Gibbings, Robert John (1889–1958), engraver, illustrator, and author, was born 23 March 1889 in Co. Cork, son of the Rev. Edward Gibbings, rector of Carrigrohane, and Caroline Gibbings (née Day). He was educated at boarding schools in Fermoy and Cork before entering UCC as a medical student (1906). While engaged in his medical studies he also studied art in his spare time and, in the 1909/10 academic year, registered for both arts and medicine. He abandoned his university studies in 1911 and travelled to London, where he studied at the Slade School of Fine Art and the Central School of Arts and Crafts. Deciding to concentrate on wood engraving, he exhibited a bookplate at the Royal Hibernian Academy (1913).
At the beginning of the first world war he volunteered for service and was commissioned into the 4th Battalion, Royal Munster Fusiliers. He was present at the Gallipoli landings (April 1915), where he was wounded, and later served in Salonika and Palestine. In 1917 he was stationed at Bear Island, Co. Cork, and carried out artistic commissions for UCC and the Old Corkonian Club. He was invalided out of the army in March 1918 with the rank of captain. Continually sketching and drawing throughout his military service, he completed several works based on his war experiences, including ‘City walls’, ‘Salonika’ and ‘The retreat from Serbia’. In 1919 he returned to London, where the Imperial War Museum commissioned an oil painting, ‘Gallipoli: sunset over Lemnos, HMS Triumph and HMS Swiftsure’.

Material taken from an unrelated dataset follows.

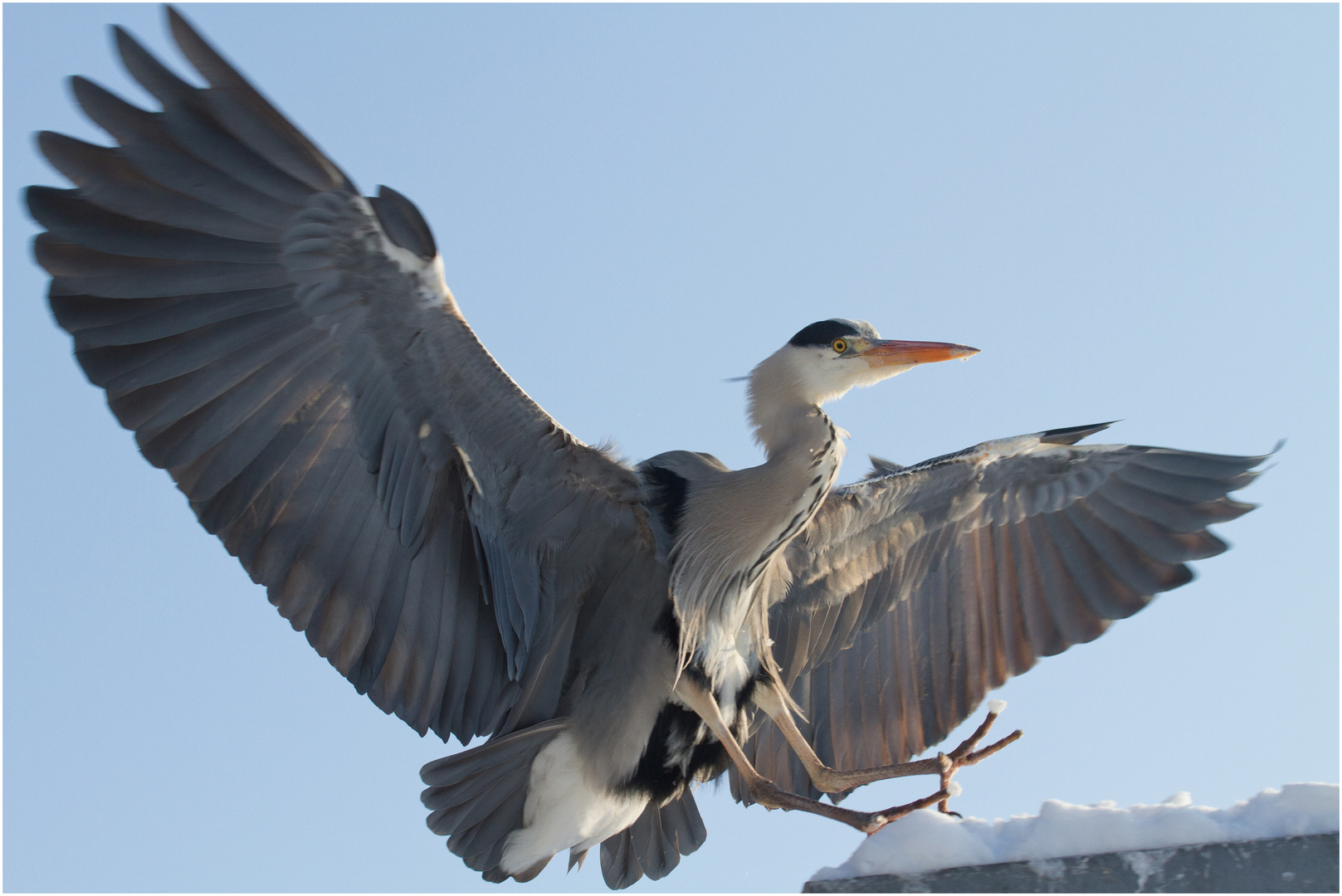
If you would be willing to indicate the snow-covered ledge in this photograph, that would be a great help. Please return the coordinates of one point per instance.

Gibbings was a founding member of the Society of Wood Engravers (1920); his first commission to illustrate a book, Samuel Butler's Erewhon, came in 1923. In the following year he took over Golden Cockerel Press, serving as the company's director (1924–33). This gave him the opportunity to publish and illustrate his own work. In 1929 he travelled to Tahiti, a journey that resulted in the publication of Iorana (1932), his first travel book. He made a memorable expedition to the West Indies and the Red Sea in 1937 where, using primitive diving apparatus, he made underwater sketches of marine life. The results were published in Blue angels and whales (1938). Alongside such work, he also worked as a lecturer in book-production and engraving at the Reading School of Art (1936–42). He was conferred with an honorary MA from UCC (1938). Two years later he published Sweet Thames run softly, one of his most popular travel books. Further books based on his river journeys followed, including Coming down the Wye (1942) and Lovely is the Lee (1945), which became a book-of-the-month in the United States. A final visit to the South Seas resulted in Over the reefs (1948). Further publications and exhibitions followed and he was elected ARHA (1951). In 1955, after periods spent living in Cork, Dublin, and London, he moved to Long Wittenham, Berkshire, where he wrote and illustrated his final book, Till I end my song (1957). He died 19 January 1958 at the Churchill Hospital, Headington, Oxford, and was buried in Long Wittenham churchyard. A memorial exhibition of his work was held in the Victoria and Albert Museum in 1960.
Gibbings married first Mary Pennefather; they had three sons and one daughter. With his second wife, Elisabeth Empson, he had one son and two daughters. There are collections of his work in galleries all over the world: the Crawford Municipal Art Gallery in his native Cork has a large collection of his engravings, and there are collections in the Scottish Gallery of Modern Art, the Auckland City Art Gallery, and the Harvard University Art Museums. The largest collection of his engravings is held in the Reading Museum and Art Gallery. The Reading School of Art holds a substantial collection of his papers.